This article was published 20/10/2009 (4797 days ago), so information in it may no longer be current.
Winnipeg businessman Sandy Riley works with numbers and people, and numbers, and more numbers, all day long.
So when he gets home at night he doesn’t want to see more numbers. He wants text. And for him, that’s historical text.
"My real interest at night is reading history," Riley said at the opening of University of Winnipeg’s new history centre named in his honour, the H. Sandford Riley Centre for Canadian History.
"I want to encourage people to write and teach and talk about history. We don’t do enough to explain our history," Riley said.
That includes building up the University of Winnipeg history department’s reputation once again. It was once home to history giants like W. L. Morton and Jack Pickersgill, he said.
The new centre will also bring under one roof a variety of important history organizations including Canada’s National History Society, which publishes history magazine Beaver; the new Oral History Centre; the Centre for Rupert’s Land Studies; the Plett foundation; and German Canadian Studies and Mennonite Studies. The university also has the Hudson’s Bay Co. archives nearby.

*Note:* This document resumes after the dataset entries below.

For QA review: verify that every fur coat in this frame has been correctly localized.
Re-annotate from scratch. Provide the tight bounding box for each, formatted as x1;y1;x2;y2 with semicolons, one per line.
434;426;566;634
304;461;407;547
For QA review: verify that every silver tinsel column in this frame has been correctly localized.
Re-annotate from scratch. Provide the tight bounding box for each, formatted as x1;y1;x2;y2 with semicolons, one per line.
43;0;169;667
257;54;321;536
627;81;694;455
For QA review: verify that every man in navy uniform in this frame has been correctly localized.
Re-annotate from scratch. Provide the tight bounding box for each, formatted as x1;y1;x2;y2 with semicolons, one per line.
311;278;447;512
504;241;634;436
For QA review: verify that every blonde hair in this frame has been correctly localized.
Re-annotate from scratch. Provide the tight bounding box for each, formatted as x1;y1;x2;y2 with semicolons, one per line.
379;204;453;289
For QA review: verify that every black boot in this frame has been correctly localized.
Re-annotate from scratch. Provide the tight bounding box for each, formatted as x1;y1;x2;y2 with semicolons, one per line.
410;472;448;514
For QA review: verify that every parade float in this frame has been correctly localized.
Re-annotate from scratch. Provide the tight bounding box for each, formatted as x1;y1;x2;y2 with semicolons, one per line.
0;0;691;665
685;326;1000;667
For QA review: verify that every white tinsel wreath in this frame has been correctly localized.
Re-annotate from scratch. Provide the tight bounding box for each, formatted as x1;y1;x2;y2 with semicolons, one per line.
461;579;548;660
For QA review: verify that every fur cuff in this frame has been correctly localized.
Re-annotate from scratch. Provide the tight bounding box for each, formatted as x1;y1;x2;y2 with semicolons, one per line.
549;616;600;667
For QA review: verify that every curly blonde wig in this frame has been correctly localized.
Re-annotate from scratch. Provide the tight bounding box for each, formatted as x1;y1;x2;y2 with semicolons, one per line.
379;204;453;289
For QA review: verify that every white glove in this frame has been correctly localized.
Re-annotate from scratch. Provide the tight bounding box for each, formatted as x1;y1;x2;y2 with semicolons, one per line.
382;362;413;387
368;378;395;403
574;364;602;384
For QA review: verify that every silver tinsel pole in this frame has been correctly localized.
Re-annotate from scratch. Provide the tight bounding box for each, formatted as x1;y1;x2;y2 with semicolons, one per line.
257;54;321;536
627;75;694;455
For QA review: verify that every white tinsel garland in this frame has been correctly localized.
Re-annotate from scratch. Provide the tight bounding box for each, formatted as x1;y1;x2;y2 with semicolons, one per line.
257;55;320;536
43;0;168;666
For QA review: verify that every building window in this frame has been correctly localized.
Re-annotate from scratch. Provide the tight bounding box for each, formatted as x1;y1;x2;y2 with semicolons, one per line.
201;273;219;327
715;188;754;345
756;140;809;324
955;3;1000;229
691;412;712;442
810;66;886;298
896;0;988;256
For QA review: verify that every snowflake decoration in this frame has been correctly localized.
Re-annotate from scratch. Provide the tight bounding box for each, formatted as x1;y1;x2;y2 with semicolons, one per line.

Also, thanks to a generous contribution by Riley, the university will have a fellowship to lure historians and famous speakers to the university.
"I had this idea, as chancellor, that University of Winnipeg should really be a serious centre of Canadian history," he said. Riley was the university’s chancellor the past nine years before handing off the voluntary post to Bob Silver last weekend.
So what history books have been on Riley’s night table recently?
"There’s a great book on George Simpson, the governor of the combined Hudson Bay Company and North West Company," he said in an interview. The book is called Emperor of the North, by James Raffan. "Simpson used to travel Western Canada by canoe, visiting trading posts with a bag piper and courier du bois, from spring until late November."
He also gushed about a little known self-published book he found in a Kenora bookstore titled, In the Trenches. It’s the memoirs of Canadian Frank S. Iriam’s experiences as scout, observer and sniper during the First World War. The books is edited and published by Frank’s son Glenn Iriam.
He also praised newly published The Writings of David Thompson, the fur trader, writer and cartographer (1770-1857) who traversed over 90,000 kilometres of mostly Western Canada by canoe, sled and foot.